NB: Risk Analysis - A contingency can be defined as 'an unscheduled interruption of computing services that requires measures outside the day to day routine operating procedures. A contingency plan must therefore provide for standby procedures to those operations can be performed while normal services are disrupted, recovery procedures, and personnel management policies.

7.7.7 ADMINISTRATIVE CONTROLS

·         Building controls

·         Contingency plans

·         Secure positioning of equipment

·         Physical access controls

·         Personnel controls e.g. selection and division of responsibility.

7.7.8 DEVELOPMENT CONTROLS

When a database system is developed, there should be controls over the design, development and testing  

·         Program testing, system testing and user department's acceptance testing

·         Formal Technical Review - Controls over changes by use configuration management

·         Controls over file conversion - Standards are required for the documentation such as:

·         Requirement Specification; Program Specification; Operations Manual, User Manual

·         Legal Issues - legal contracts concerning software, Maintenance Agreements, Copyrights,  Licenses, Privacy (Data Protection Act)

7.8 DATABASE AVAILABILITY

·         Backups - "Cold" backups allow backups when the database is down. "Hot" backups allow backups to be done while the database is up. Logical backups or "exports" take a snapshot of the database at a given point in time by user or specific table(s) and allow recovery of the full database or of single tables if needed. There is also a sophisticated Recovery Manager facility which catalogs backup sets to aid in successful recovery

·         Database Encryption - Oracle 8i provides a special PL/SQL package which can be used to encrypt and decrypt data. However, encryption has a high cost in over-head due to the processing power needed to execute the complex encryption/decryption algorithms. For these reasons, Oracle 8i does not provide full database encryption.

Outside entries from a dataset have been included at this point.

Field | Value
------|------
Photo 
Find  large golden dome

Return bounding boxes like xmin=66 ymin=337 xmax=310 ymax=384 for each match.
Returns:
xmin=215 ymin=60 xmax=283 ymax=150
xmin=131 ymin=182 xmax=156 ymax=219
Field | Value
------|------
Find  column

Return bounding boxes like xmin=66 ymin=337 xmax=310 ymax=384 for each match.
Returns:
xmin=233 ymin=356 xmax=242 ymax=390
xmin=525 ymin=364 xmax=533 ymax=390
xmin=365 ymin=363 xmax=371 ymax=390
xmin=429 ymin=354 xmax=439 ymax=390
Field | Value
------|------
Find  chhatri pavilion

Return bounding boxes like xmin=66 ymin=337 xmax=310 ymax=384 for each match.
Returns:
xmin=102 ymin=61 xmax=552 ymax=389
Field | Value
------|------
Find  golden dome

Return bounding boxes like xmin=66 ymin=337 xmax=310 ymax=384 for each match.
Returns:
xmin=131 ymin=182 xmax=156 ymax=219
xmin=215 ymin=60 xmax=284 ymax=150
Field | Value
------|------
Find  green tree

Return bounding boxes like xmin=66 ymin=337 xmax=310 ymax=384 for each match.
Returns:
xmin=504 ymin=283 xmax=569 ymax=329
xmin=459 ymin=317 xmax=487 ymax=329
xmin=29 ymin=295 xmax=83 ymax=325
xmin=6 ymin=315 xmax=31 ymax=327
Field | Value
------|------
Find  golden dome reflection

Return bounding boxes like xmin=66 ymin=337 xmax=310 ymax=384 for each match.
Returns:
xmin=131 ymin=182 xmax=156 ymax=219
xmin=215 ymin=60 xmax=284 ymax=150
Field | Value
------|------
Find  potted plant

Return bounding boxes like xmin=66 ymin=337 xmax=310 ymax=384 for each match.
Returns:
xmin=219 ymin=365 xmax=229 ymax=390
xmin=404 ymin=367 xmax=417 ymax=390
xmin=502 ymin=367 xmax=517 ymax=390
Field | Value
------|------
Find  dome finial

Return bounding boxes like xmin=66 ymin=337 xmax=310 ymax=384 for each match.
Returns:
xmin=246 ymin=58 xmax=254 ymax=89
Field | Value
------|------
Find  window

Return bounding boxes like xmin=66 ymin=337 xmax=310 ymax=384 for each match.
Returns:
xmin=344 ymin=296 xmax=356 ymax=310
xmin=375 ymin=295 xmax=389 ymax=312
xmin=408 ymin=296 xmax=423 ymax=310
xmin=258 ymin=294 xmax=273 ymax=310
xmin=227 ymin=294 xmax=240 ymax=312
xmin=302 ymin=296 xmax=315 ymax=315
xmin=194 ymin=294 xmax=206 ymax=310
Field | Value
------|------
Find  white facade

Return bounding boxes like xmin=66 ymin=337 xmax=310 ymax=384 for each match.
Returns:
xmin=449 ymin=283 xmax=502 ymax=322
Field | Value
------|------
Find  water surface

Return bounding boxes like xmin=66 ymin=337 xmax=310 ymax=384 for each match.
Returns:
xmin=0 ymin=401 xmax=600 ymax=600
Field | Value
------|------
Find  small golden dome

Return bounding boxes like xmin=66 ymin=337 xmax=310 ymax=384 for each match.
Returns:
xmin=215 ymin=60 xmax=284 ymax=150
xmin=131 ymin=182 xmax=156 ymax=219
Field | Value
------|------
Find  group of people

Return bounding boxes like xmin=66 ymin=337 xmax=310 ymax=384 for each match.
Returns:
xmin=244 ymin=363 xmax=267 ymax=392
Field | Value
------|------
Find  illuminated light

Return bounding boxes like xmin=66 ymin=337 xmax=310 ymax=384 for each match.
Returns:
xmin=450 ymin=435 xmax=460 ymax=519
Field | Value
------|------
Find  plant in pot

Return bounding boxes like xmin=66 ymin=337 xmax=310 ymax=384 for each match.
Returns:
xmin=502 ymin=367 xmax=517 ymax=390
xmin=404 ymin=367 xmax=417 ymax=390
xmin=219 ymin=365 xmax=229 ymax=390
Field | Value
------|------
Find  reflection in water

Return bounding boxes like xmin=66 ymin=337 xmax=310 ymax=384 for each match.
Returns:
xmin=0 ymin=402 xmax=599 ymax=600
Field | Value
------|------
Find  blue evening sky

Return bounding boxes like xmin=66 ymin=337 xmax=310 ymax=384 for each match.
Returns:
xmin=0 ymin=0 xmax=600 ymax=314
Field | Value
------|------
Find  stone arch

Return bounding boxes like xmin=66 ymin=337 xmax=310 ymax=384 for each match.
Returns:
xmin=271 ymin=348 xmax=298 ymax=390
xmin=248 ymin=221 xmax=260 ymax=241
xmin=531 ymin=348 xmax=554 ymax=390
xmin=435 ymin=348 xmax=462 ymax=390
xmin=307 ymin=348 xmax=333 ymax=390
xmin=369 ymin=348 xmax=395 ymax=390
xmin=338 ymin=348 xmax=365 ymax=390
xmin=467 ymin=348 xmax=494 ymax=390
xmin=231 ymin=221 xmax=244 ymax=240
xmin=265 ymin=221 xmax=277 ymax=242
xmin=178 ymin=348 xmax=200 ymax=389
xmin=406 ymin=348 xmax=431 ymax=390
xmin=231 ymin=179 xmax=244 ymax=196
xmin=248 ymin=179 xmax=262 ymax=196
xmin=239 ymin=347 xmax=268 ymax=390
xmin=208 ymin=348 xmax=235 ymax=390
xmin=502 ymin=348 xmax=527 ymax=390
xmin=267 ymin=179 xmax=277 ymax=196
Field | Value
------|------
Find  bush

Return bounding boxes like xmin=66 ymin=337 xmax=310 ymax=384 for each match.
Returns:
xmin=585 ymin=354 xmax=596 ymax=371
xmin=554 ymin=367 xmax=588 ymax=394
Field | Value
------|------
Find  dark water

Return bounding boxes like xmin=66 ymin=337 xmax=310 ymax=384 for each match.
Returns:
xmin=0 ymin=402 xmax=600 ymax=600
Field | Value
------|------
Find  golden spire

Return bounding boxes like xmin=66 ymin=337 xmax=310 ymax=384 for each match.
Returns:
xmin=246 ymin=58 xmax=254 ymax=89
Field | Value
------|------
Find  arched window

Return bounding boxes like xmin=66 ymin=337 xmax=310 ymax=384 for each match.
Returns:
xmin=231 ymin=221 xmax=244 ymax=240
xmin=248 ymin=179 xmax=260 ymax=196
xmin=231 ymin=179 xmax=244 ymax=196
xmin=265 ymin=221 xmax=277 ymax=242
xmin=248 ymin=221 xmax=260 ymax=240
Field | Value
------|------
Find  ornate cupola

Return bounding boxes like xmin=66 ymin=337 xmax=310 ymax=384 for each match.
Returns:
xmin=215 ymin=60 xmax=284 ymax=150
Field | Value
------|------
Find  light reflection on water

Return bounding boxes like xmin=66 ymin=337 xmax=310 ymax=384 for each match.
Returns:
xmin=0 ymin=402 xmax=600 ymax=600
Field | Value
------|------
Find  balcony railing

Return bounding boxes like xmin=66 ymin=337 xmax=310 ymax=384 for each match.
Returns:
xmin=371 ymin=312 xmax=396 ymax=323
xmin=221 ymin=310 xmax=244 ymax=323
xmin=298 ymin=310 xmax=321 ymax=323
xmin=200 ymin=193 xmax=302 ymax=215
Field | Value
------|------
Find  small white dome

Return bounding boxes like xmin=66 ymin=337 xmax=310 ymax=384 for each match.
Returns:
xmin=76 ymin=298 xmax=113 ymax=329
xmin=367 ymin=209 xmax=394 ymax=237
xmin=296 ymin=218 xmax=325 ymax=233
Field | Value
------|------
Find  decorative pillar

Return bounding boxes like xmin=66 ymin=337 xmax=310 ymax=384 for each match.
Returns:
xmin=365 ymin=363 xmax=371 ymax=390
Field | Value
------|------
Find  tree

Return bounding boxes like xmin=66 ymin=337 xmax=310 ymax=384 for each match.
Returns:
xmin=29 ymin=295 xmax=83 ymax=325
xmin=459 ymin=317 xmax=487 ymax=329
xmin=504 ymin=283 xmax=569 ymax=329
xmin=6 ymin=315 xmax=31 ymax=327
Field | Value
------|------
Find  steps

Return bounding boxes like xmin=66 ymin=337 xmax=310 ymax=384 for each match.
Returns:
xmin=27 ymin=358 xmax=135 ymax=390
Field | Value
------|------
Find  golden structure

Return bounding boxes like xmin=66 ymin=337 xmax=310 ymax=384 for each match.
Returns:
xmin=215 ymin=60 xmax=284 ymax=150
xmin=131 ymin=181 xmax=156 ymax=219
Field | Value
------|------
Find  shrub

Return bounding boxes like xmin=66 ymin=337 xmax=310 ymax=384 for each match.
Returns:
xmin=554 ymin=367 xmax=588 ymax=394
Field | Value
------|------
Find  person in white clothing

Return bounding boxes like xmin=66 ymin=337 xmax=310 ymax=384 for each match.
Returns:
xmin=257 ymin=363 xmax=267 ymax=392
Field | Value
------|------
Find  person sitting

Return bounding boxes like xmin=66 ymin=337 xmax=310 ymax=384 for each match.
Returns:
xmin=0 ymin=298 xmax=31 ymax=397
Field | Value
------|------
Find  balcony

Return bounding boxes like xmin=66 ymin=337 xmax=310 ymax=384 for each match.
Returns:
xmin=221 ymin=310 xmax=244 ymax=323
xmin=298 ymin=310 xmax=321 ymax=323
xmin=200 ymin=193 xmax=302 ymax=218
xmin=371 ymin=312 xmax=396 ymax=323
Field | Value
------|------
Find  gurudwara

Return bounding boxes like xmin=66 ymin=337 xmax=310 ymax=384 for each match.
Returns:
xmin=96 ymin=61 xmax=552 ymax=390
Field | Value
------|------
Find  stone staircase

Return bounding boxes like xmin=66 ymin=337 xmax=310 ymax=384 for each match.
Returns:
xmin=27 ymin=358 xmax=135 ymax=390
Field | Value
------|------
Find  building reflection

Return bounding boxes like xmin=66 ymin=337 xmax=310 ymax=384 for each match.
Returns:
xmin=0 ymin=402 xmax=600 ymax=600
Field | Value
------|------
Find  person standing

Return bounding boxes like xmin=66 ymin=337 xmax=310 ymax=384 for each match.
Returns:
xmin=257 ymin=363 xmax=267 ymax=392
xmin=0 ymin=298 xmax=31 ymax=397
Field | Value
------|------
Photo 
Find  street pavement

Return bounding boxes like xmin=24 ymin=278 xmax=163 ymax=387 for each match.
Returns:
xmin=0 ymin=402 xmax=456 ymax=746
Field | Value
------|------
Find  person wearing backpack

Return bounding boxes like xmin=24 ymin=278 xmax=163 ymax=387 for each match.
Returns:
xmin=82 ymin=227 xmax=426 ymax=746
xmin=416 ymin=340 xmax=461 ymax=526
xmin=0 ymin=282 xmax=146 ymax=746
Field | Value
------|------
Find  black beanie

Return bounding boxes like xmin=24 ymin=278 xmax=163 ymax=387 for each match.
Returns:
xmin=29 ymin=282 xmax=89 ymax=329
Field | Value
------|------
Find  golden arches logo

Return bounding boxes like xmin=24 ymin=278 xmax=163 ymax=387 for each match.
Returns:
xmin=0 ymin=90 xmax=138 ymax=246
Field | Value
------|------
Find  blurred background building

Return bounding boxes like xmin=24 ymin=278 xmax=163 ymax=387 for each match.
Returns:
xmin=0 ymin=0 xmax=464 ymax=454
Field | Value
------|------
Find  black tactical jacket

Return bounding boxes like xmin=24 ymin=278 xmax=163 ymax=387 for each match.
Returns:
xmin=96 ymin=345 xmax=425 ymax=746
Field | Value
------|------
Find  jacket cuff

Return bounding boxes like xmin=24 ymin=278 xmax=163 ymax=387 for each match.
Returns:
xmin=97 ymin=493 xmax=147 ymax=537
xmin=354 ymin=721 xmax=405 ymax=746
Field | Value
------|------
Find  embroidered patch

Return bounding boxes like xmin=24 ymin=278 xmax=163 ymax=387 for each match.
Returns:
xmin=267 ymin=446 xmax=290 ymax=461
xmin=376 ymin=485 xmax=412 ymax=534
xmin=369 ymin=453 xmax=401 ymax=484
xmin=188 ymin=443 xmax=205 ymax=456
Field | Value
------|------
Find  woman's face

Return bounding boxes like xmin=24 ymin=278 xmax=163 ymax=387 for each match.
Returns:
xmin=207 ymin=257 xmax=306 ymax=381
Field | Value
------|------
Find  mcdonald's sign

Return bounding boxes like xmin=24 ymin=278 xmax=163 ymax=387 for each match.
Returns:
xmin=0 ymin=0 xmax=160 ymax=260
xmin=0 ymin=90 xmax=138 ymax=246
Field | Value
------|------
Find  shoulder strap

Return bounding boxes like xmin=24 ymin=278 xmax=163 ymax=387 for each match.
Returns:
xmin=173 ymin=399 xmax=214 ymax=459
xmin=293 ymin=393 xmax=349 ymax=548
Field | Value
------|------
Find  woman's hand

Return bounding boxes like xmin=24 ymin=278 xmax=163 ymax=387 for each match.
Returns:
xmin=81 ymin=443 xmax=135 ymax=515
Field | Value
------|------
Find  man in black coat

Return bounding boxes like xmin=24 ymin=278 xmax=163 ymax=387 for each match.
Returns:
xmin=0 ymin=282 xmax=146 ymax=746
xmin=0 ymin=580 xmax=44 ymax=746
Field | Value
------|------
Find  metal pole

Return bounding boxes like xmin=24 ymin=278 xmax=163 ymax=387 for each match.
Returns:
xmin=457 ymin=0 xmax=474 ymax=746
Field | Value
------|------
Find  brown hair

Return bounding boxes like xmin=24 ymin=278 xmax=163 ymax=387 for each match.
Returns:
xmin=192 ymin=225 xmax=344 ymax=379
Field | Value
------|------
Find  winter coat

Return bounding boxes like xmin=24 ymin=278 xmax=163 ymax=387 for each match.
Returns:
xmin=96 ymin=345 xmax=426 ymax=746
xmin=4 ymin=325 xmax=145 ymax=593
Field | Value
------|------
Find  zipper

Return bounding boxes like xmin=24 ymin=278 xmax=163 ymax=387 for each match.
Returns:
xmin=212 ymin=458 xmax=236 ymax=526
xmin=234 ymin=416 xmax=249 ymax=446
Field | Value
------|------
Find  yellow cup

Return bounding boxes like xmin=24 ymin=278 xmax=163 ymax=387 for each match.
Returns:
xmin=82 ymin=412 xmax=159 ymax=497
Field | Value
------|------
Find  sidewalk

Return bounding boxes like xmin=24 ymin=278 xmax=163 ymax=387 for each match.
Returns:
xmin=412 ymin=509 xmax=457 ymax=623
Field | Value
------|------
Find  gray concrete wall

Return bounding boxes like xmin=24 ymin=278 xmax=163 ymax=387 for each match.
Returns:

·         Auditing - There are three standard types of auditing available in Oracle, including SQL statement-level, privilege-level, and object-level auditing. Audit records can be written to the standard Oracle audit table, to an operating system audit trail (dependent on operating system used), or to an external file. The three basic types of auditing can be done by user, successful or non-successful attempts, and by session or access time intervals. The standard auditing is useful but is at the table level. It cannot be used to audit at the record or column level.